Recent developments in the field of training Neural Networks (Deep Learning) and advanced algorithm training platforms like Google’s TensorFlow and hardware accelerators from Intel (OpenVino), Nvidia (TensorRT) etc., have empowered developers to train and optimize complex Neural Networks in small edge devices like Smart Phones or Single Board Computers. This has led to a profusion of initiatives to use such trained models in the domain of Health and Safety (HSE) at workplace. Here is a summary of initiatives that Optisol Datalabs has been working on in the past year to improve safety and avoid accidents.Computer Vision Analytics helps to improve Health and Workplace safety
Computer Vision Process Flow
Computer vision analytics model typically follows this process flow. The first step is to generate or collect training data. The training data can be generic images collected from google searches or propriety data collected in industrial premises. The training data is then labelled. This involves manually going over image by image and marking the objects (humans, trucks or other labels that need to be detected) with labels. The labeled dataset is converted into a format that the computer vision models needs to be trained. Typically training happens in a cloud server like Amazon Web Services (AWS) servers. This is because the training requires lot of processing power from Graphical Processing Unit (GPU) enabled servers that are very expensive to purchase but cheaper to rent. Using a powerful cloud server reduces the training time to hours instead of days. The training is monitored using a dashboard called Tensor Board that provides real time visualization of the model training parameters. The model thus trained is downloaded into a local machine. The next step is to optimize the trained model to run in a specialized hardware. This hardware could be Intel, Nvidia or Google Edge TPU processors that run on small single board computers.
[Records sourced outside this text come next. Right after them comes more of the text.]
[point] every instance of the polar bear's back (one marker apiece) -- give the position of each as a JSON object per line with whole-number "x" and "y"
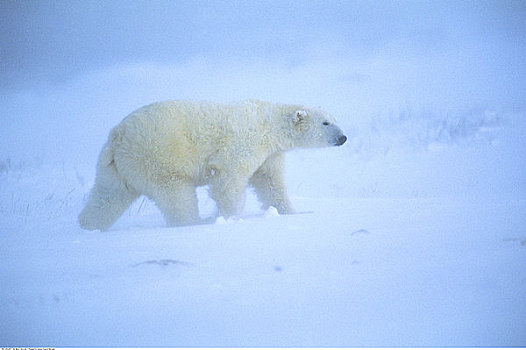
{"x": 176, "y": 138}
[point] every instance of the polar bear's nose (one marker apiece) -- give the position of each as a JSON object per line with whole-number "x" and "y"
{"x": 341, "y": 140}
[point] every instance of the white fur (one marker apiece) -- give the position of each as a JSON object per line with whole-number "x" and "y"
{"x": 165, "y": 150}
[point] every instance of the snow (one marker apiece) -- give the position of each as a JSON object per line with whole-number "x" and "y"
{"x": 411, "y": 234}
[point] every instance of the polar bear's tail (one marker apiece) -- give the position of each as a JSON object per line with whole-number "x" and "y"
{"x": 109, "y": 197}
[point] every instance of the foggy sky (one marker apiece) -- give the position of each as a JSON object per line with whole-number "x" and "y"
{"x": 53, "y": 41}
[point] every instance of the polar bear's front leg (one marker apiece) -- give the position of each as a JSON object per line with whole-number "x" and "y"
{"x": 269, "y": 184}
{"x": 177, "y": 201}
{"x": 227, "y": 189}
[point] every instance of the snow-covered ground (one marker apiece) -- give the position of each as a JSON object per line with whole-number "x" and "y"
{"x": 411, "y": 234}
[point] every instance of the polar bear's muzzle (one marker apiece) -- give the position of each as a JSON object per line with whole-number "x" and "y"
{"x": 336, "y": 136}
{"x": 340, "y": 140}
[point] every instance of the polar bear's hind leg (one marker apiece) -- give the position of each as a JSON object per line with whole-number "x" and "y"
{"x": 108, "y": 199}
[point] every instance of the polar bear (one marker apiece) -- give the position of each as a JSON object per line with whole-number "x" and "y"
{"x": 167, "y": 149}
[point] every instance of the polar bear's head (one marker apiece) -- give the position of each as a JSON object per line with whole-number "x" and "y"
{"x": 315, "y": 128}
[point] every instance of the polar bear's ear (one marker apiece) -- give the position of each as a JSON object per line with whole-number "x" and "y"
{"x": 300, "y": 115}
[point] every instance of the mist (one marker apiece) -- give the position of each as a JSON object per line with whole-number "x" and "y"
{"x": 66, "y": 64}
The hardware optimization is done using optimization packages provided by the corresponding hardware vendors. Thus, optimized model can be loaded into an edge processor and deployed in hand-held, portable low power units that can run the models and perform inference in real time. The output of the model can be used to send notification or drive other processes.
The following are some of the interesting initiatives that we are working on training computer vision models to improve health and safety in the workplace.
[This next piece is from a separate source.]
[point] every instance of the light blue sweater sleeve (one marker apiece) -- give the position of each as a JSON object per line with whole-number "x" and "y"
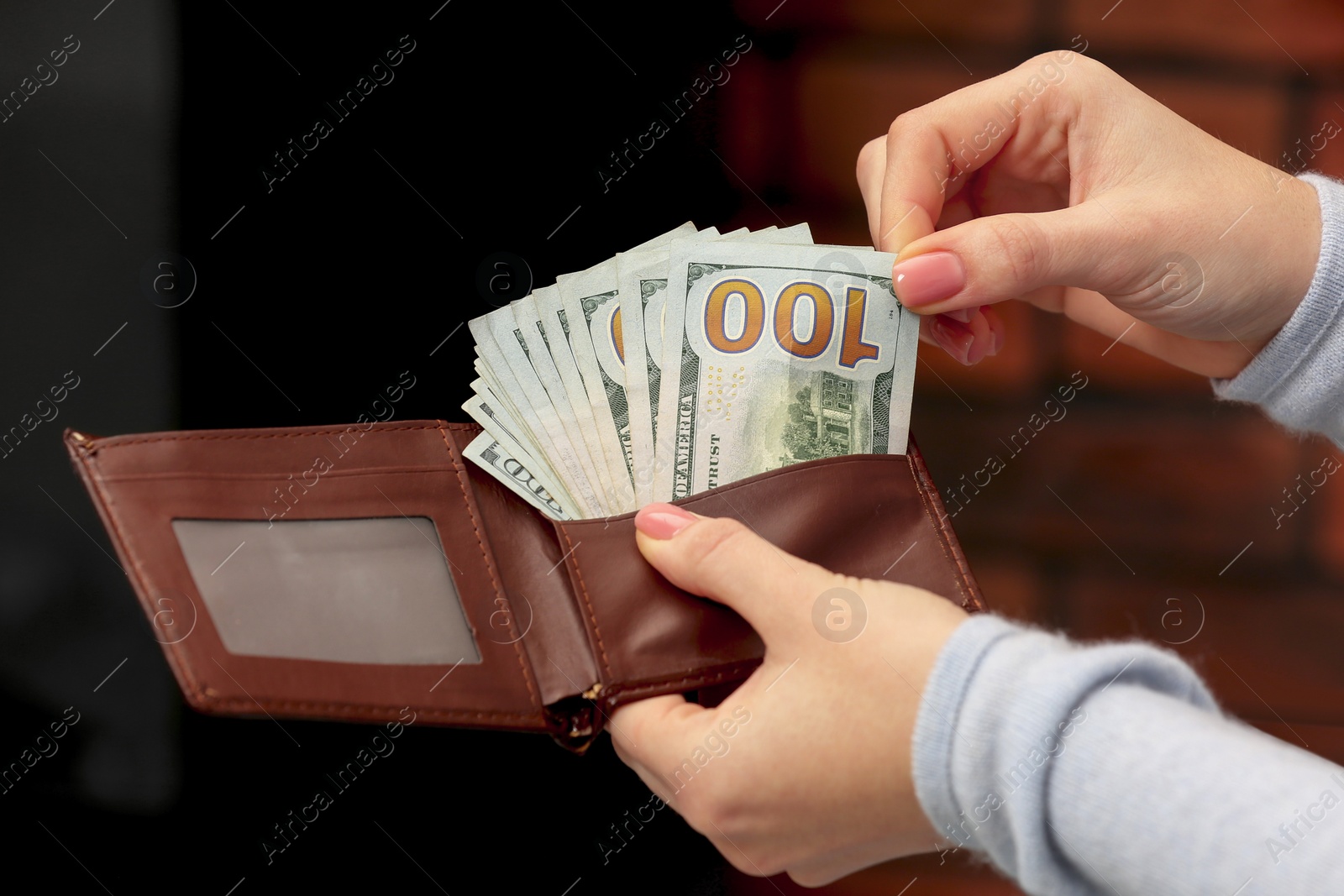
{"x": 1109, "y": 768}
1. PPE (Personal Protective Equipment) Compliance
Improper adherence to Personal Protective Equipment in industries is a big problem. Employees don’t wear PPE either due to lack of knowledge on safety or due to the perceived inconvenience in wearing PPE. This is a major concern for employers and Health and Safety managers. We have assembled a detailed data set of workers wearing different PPE and have trained models that can accurately detect if the required PPE is worn by an employer or not. We have built an small edge device with integrated camera that can be mounted on doors that will check if the person is wearing the required PPE or not and based on that it will unlock the door for the person to enter the industrial premises. We are working on integrating this PPE compliance model in a drone so that we will have wider coverage than a fixed position camera. The drone can monitor and report PPE violations as it flies around the industrial premises.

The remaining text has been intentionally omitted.